El hijo dirige su mirada hacia la avenida empinada que lleva a su casa. Titubea, pero camina con miedo al castigo, mirando hacia adelante, mirando hacia atrás.
Entre los árboles, entre la maleza junto al agua, de repente, el silencio de los animales le acompaña. Con amenaza.
No hay siseo alguno en las copas de los lapachos. La luz del agua se ve lentamente empañada por una niebla que crece irregular en las orillas y en el centro, y que se expande hacia las flores oscuras de los matorrales que destilan olor, de donde no se ve al hijo salir.
La luz proliferada, ahora en fragmentos móviles. Pero el agua es negra. El vigor de su transcurso es interrumpido por una presa que a la vez funciona como puente.
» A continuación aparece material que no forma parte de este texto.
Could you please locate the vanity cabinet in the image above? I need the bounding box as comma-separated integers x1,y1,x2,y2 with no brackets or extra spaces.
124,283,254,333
Al atardecer, el entrenamiento de los remeros suele perturbar la dirección de la corriente y agita los sedimentos que bajo la superficie se expresan en volutas gordas. Pero por las noches, el efecto de espejo en el que la luz se reproduce da una impresión de limpidez. Ahora que la niebla cubre el Lago, pero también revela las aureolas de los alumbrados superiores donde los coleópteros bailan borrachos, hay una opacidad renovada, pero esta vez es blanca, es espesa, y es exterior.